This article is published in the September 2009 issue.

Engaging High School Students in Interdisciplinary Studies


Expanding the Pipeline

Introduction

The United States and Canada have been facing a reduction in enrollments in computer science courses and a drop in the number of offerings of high school courses in computing and related subjects.

In this report, we will discuss a recent attempt to reinvigorate the stream of high school students interested in this topic. We hope that more students will become interested in computer science if they can pursue interesting applications than if they are only learning to program for its own sake. With this goal in mind, the North American Computational Linguistics Olympiad (NACLO, http://www.cs.cmu.edu) has been held in the United States and Canada since 2007. Its purpose is to attract high school students to studies and careers that involve linguistics, computation, and human language technologies. Problems are self-contained and can be solved without special, pre-existing knowledge. The contest is targeted at high school students, but middle school students are also invited to participate.

Problem Design

NACLO includes problems in both traditional linguistics and computational linguistics. The traditional problems are in the style of the International Linguistics Olympiad (ILO) and include deciphering texts in lesser-known languages (such as Aymara from Bolivia, Hmong from Cambodia, and Huishu from India), as well as number, kinship, and calendar systems. We have collaborated closely with colleagues in linguistics departments to collect original problems in this genre.

The computational linguistics problems are the most innovative component of the contest. Since both of us are computational linguists, we have been able to engage a number of colleagues in suggesting problems as well as drawing from the literature. So far, we have included problems in parsing, optical character recognition, text summarization, information answering, spelling correction, lexical acquisition, speech processing, and finite state automata.

All 33 problems used in the three editions of NACLO have been entirely self-contained. Since linguistics and language technologies are not taught in high schools (unlike the subjects of the other five major international Olympiads in Mathematics, Physics, Chemistry, Informatics, and Biology), we could not and did not expect students to have any prior preparation. Instead, our problems, while requiring some intuition about language (in general; not any particular language), can be solved by logical and algorithmic thinking alone. The specific skills needed, for both the traditional and computational problems, are search space formulation, search, data abstraction, dealing with incomplete and contradictory evidence, generalization, and so on.

Participation in NACLO

The contest consists of two rounds each year: an open round and an invitational round. Table 1 shows the number of participants in each of the last three years. The participants in NACLO have come from almost 30 states and several Canadian provinces. We estimate that about 49 percent of the participants are female. The top participants have come in roughly equal numbers from public schools and from private schools.

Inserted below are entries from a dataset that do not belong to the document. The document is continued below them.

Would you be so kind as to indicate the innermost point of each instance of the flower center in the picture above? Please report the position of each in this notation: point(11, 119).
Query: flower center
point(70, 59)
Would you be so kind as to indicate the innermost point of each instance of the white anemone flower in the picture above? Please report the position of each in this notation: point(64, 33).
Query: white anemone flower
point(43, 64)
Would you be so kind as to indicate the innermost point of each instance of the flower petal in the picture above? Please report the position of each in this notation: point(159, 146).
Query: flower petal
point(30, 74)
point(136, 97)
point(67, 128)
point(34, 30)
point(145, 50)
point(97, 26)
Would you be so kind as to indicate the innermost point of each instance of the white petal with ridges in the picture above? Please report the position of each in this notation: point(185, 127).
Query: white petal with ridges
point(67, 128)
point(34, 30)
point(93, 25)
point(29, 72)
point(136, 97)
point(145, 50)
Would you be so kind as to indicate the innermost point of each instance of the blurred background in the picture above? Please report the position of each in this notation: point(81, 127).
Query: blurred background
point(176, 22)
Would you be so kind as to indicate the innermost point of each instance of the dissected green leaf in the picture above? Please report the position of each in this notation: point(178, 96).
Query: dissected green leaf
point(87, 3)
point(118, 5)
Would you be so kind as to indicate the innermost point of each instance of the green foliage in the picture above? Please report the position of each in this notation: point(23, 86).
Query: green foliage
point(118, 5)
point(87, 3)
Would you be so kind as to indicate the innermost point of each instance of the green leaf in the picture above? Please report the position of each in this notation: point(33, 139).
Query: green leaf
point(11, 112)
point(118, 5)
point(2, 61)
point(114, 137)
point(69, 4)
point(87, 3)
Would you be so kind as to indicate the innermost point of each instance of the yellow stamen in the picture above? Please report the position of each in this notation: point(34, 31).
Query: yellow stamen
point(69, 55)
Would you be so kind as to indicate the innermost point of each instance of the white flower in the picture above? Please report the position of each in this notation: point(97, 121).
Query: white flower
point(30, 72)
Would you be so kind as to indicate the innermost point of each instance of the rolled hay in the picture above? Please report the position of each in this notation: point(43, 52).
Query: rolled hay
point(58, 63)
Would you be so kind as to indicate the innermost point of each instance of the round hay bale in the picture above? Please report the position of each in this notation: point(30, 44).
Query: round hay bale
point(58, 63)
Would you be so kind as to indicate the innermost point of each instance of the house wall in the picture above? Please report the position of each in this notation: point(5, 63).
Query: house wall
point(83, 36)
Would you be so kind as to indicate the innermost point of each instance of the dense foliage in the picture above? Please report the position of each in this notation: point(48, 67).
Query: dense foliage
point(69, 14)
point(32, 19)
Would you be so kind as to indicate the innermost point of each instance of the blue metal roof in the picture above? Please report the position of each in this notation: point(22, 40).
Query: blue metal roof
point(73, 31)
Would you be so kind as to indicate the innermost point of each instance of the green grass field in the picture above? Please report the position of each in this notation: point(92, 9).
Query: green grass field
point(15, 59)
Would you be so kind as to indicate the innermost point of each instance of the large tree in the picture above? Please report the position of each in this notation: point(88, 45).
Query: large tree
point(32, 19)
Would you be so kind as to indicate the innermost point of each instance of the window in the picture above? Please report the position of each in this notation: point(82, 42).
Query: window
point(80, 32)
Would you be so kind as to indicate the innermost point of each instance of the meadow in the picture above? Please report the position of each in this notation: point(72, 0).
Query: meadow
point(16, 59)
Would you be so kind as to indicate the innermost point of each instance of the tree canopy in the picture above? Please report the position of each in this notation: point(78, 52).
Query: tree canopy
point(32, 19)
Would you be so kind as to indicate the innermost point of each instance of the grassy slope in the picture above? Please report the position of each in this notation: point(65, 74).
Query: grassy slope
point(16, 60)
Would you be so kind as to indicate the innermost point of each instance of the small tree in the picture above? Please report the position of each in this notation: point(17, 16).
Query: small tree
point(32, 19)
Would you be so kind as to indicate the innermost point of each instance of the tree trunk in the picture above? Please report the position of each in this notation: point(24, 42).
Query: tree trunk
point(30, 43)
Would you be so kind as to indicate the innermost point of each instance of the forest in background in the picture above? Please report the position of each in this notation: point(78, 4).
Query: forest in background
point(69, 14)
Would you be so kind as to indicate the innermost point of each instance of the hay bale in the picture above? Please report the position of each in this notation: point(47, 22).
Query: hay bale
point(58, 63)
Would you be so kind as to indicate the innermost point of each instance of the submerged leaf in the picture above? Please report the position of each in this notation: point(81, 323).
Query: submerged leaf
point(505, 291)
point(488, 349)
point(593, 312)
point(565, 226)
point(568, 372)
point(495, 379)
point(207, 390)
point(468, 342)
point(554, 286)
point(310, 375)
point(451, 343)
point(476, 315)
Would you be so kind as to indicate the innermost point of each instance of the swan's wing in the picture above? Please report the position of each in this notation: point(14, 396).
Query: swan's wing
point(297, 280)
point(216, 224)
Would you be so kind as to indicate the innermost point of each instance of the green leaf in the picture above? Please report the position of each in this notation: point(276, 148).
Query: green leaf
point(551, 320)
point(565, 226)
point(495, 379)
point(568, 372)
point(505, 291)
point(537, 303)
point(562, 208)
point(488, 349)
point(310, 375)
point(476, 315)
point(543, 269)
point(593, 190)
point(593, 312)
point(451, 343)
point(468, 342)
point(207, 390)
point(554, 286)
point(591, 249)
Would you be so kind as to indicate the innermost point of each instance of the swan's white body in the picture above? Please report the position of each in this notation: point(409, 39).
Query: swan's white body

Table 1: Statistics about the First Three Years of NACLO

Year Open round participants Invitational round participants Number of sites Performance at the ILO Best individual student at the ILO
2007 195 n/a 3 univs, 20 schools 4 prizes Adam Hesterberg from Garfield HS, Seattle, WA
2008 763 115 12 univs, 30 schools 11 prizes Hanzhi Zhu from Shrewsbury HS, Mass.
2009 1,080 135 27 univs, 65 schools 7 prizes Rebecca Jacobs from Harvard-Westlake HS, Los Angeles, CA

The contest consists of two rounds each year: an open round and an invitational round. Table 1 shows the number of participants in each of the last three years. The participants in NACLO have come from almost 30 states and several Canadian provinces. We estimate that about 49 percent of the participants are female. The top participants have come in roughly equal numbers from public schools and from private schools.

One important early decision that contributed to the popularity of NACLO was to hold the contest in a distributed fashion at a large number of high school sites and university sites. University sites provide a place for students from many high schools to come together and meet other students with similar interests. University sites may also offer demos and presentations on the day of the contest. At the same time, allowing high school sites makes it possible for any interested student, no matter how far from a university, to take part in the contest.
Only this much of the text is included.